Using the contribution matrix to quantify the influence of RoB and of enrichment design in each network estimate
We used a recently developed tool for NMA, called the contribution matrix, that quantifies how much each direct comparison in the network contributes to each network estimate in the NMA [8, 9].
Let’s take a simple, triangular network ABC. We first calculate the direct estimate comparing A vs B, A vs C and B vs C by pooling trials comparing A vs B, A vs C, and B vs C, respectively. We denote these as D_{AB}, D_{AC} and D_{BC}. In the NMA of the full triangle, the mixed or network estimate comparing A vs B comes from the direct comparison D_{AB} and the indirect comparison I_{AB} consisting of D_{BC} and D_{CA} via C. For the simple situation in which each of the direct estimates has the same variance, the network estimate N_{AB} is (2*D_{AB} + (D_{AC−}D_{BC}))/3. Thus, for the mixed estimate (or also called network estimate) N_{AB}, the three direct estimates D_{AB}, D_{AC} and D_{BC} makes contributions of 50, 25 and 25 %, respectively.
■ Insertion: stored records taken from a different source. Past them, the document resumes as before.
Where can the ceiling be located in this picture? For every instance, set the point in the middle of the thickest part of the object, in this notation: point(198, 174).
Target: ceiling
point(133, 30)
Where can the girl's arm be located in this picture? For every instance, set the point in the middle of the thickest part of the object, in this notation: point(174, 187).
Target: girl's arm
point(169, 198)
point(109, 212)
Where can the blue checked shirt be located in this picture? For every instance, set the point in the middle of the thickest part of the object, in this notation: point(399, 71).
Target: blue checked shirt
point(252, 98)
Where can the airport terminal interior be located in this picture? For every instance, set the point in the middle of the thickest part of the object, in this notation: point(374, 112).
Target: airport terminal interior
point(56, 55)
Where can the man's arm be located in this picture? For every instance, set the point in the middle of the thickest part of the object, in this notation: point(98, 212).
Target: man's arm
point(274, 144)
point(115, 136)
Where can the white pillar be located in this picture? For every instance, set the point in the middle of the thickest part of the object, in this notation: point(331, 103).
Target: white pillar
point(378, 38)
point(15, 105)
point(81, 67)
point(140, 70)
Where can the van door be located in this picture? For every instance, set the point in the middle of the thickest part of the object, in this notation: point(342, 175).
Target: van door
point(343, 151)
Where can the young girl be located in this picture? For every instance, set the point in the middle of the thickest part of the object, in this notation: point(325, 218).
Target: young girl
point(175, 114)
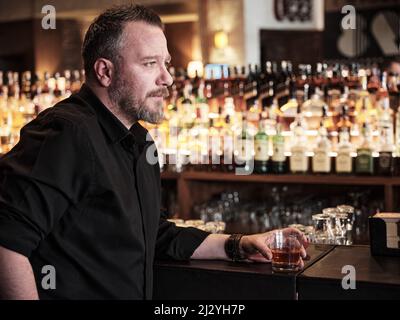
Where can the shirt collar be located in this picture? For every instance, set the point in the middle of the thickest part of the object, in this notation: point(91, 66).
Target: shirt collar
point(113, 127)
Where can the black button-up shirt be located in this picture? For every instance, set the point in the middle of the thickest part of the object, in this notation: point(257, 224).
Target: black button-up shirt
point(81, 193)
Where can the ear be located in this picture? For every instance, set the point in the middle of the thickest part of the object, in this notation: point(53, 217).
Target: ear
point(104, 71)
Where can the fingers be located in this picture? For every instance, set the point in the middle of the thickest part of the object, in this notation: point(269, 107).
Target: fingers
point(263, 249)
point(301, 237)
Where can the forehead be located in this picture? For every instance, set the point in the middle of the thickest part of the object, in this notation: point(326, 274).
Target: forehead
point(141, 39)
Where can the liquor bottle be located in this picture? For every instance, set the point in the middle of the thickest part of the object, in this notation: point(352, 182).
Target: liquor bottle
point(313, 109)
point(289, 110)
point(244, 150)
point(364, 161)
point(214, 147)
point(366, 112)
point(186, 107)
point(227, 138)
point(321, 161)
point(397, 145)
point(201, 101)
point(344, 160)
point(385, 119)
point(298, 158)
point(261, 147)
point(278, 164)
point(385, 163)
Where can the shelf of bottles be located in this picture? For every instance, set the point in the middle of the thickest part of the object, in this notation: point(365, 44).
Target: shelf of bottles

When the network structure is complex and when variances are not equal, calculating the contribution of each direct estimate to each network estimate in the NMA is more complicated. In general more weight is given to direct comparisons with more precision and to those that are more central to the network and thus contribute to more indirect comparisons. Using the netweight command in Stata [10], we calculated the contribution matrix showing contributions from each direct comparison to the network comparisons. The weight that each direct comparison contributes to the network estimates is a combination of the variance of the direct comparison and the network structure: a comparison with much direct information not only contributes much to the network estimate of that comparison but also is more influential on its neighboring comparisons than its remotely placed comparisons, and a comparison for which little direct evidence exists benefits most from the rest of the network. Using netweight,
^{Footnote 1} the percentage contribution of each direct comparison to each network estimate is summarised in a matrix with rows representing network estimates and columns representing the available direct comparison in the network.
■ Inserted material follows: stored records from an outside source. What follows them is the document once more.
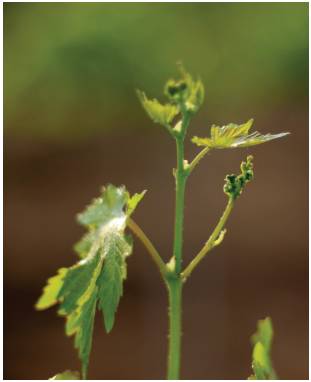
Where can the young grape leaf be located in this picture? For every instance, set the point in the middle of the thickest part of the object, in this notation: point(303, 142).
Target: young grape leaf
point(66, 376)
point(262, 341)
point(235, 183)
point(110, 281)
point(49, 296)
point(98, 277)
point(162, 114)
point(234, 136)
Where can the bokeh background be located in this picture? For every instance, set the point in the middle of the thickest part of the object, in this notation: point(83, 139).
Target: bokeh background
point(73, 123)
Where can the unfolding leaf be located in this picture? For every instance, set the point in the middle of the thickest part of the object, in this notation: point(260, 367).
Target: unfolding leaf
point(185, 91)
point(50, 293)
point(83, 247)
point(262, 341)
point(99, 275)
point(66, 376)
point(159, 113)
point(234, 136)
point(110, 281)
point(80, 323)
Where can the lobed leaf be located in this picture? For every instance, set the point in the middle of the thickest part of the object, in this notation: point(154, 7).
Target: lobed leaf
point(234, 136)
point(50, 293)
point(159, 113)
point(98, 277)
point(110, 281)
point(261, 358)
point(185, 92)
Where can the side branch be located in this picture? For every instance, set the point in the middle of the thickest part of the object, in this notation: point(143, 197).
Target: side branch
point(148, 245)
point(214, 240)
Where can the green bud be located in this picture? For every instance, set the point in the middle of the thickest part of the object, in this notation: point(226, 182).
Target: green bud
point(235, 184)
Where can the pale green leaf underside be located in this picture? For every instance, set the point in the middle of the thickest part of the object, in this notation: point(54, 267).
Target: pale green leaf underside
point(66, 376)
point(261, 358)
point(110, 281)
point(98, 277)
point(159, 113)
point(234, 136)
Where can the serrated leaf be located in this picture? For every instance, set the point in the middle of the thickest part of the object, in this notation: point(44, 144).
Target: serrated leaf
point(100, 274)
point(50, 293)
point(133, 202)
point(107, 207)
point(185, 91)
point(234, 136)
point(110, 281)
point(261, 357)
point(83, 246)
point(66, 376)
point(81, 323)
point(159, 113)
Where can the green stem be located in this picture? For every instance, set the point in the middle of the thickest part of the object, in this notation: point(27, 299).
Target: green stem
point(174, 280)
point(175, 312)
point(215, 239)
point(179, 204)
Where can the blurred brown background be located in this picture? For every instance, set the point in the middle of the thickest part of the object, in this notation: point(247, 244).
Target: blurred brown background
point(73, 123)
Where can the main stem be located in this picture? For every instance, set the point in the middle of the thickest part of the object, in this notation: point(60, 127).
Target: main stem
point(175, 311)
point(174, 281)
point(179, 204)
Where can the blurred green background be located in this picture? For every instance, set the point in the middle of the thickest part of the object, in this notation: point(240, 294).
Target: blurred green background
point(73, 122)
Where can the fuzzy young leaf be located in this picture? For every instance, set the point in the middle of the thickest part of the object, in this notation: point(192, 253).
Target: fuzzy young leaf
point(133, 202)
point(110, 281)
point(234, 136)
point(262, 341)
point(235, 183)
point(83, 247)
point(66, 376)
point(50, 293)
point(95, 277)
point(162, 114)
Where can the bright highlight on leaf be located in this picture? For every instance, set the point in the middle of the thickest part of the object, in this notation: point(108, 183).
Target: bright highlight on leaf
point(162, 114)
point(234, 136)
point(262, 341)
point(98, 277)
point(66, 376)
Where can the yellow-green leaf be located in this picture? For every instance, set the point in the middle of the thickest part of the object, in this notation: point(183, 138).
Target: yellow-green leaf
point(66, 376)
point(234, 136)
point(159, 113)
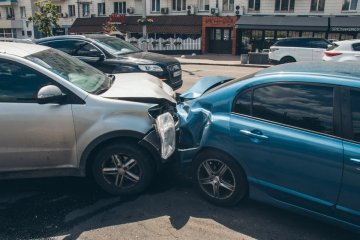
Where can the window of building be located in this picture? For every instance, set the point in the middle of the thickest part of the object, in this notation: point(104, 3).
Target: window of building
point(18, 83)
point(355, 112)
point(349, 5)
point(204, 5)
point(155, 5)
point(285, 5)
point(22, 12)
point(254, 5)
point(299, 105)
point(317, 5)
point(72, 12)
point(86, 9)
point(179, 5)
point(58, 9)
point(101, 9)
point(10, 14)
point(120, 7)
point(228, 5)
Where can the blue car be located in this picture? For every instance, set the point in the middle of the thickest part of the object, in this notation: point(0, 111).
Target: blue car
point(288, 135)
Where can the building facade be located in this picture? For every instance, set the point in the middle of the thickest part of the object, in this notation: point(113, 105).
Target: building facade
point(219, 26)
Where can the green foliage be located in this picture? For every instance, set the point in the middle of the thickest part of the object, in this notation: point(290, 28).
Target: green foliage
point(46, 17)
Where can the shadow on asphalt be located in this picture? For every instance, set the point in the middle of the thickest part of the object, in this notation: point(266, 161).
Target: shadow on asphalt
point(41, 208)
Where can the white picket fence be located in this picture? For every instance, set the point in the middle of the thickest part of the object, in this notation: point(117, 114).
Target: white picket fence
point(170, 44)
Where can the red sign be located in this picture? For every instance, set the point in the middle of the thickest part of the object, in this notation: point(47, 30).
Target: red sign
point(117, 18)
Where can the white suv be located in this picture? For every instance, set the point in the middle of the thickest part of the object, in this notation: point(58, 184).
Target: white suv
point(343, 51)
point(298, 50)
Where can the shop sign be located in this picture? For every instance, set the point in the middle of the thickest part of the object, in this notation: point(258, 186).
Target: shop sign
point(345, 29)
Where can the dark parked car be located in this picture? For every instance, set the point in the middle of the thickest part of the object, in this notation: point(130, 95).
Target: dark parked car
point(113, 55)
point(288, 135)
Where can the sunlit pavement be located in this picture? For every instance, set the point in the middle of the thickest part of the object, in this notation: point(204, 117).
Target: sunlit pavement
point(72, 208)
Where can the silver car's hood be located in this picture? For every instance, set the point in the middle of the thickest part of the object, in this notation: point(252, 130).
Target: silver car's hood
point(137, 87)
In order to characterize the RoB of each network estimate, we multiplied the contributions from direct comparisons at low, moderate or high risk of bias, respectively, by the contribution percentage that each direct estimate is making to the network estimate. This calculation provided the percentage of contributions from direct estimates rated at low, moderate or high risk of bias, respectively, to each network estimate.
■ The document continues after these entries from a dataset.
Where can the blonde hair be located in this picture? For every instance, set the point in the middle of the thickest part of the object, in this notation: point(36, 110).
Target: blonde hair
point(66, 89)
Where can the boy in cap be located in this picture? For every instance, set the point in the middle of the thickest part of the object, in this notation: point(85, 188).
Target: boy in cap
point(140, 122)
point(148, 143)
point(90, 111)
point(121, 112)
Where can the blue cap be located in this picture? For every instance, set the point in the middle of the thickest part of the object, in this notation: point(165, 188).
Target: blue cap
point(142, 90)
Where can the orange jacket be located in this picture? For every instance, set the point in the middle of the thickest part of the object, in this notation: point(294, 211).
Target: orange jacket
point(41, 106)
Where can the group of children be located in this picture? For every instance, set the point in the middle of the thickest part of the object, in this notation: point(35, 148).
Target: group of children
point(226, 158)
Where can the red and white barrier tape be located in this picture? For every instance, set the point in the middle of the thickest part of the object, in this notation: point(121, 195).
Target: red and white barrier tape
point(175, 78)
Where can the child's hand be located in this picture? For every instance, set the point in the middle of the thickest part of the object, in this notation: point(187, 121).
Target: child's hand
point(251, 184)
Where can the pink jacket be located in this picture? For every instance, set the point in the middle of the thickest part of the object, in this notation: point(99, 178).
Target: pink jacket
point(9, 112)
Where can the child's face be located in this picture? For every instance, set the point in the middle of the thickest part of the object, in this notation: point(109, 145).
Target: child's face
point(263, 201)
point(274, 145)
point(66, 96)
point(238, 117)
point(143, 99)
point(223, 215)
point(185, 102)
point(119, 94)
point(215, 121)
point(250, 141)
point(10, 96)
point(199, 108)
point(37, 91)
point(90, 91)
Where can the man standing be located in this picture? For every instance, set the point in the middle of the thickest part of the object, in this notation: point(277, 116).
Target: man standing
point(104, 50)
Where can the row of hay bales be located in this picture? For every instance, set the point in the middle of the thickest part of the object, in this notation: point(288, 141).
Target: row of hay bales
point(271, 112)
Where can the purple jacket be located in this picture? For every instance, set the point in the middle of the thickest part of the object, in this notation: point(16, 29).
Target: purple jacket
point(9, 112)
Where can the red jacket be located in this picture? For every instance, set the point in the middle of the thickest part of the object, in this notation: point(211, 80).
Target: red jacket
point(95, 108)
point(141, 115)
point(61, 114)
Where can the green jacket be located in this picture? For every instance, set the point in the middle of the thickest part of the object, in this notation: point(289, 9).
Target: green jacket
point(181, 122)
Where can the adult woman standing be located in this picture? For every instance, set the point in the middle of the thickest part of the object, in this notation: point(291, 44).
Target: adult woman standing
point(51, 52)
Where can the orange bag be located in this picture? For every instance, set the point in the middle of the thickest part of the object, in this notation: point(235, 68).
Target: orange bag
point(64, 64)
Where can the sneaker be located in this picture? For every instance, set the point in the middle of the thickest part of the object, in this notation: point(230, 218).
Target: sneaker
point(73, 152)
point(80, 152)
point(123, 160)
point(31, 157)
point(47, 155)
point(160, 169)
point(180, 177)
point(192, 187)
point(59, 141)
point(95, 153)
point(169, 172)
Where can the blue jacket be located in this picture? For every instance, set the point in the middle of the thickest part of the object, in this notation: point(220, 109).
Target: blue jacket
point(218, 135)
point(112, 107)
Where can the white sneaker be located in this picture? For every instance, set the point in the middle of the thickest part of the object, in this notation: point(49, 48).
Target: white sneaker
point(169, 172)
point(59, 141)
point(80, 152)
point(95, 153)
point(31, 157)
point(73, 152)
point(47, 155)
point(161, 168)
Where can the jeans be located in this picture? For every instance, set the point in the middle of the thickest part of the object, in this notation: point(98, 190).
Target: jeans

In order to quantify the contribution from enrichment design to each network estimate, we multiplied the percentage of enrichment for each direct comparison by the contribution percentage that each direct estimate is making to the network estimate. For a particular network estimate of A vs B, this calculation provided the percentage of contributions from enriched studies favouring A, those favouring B, those disfavouring A (i.e. favouring another drug C over A), those disfavouring B, and those that involve neither A nor B (enrichment of unknown direction). The remaining came from nonenriched studies. We summed up the percentage of contributions from studies favouring A and those disfavouring B as the percentage of enrichment favouring A. In the same manner, the percentage of enrichment favouring B was calculated by summing up the percentage of contributions from studies favouring B and those disfavouring A.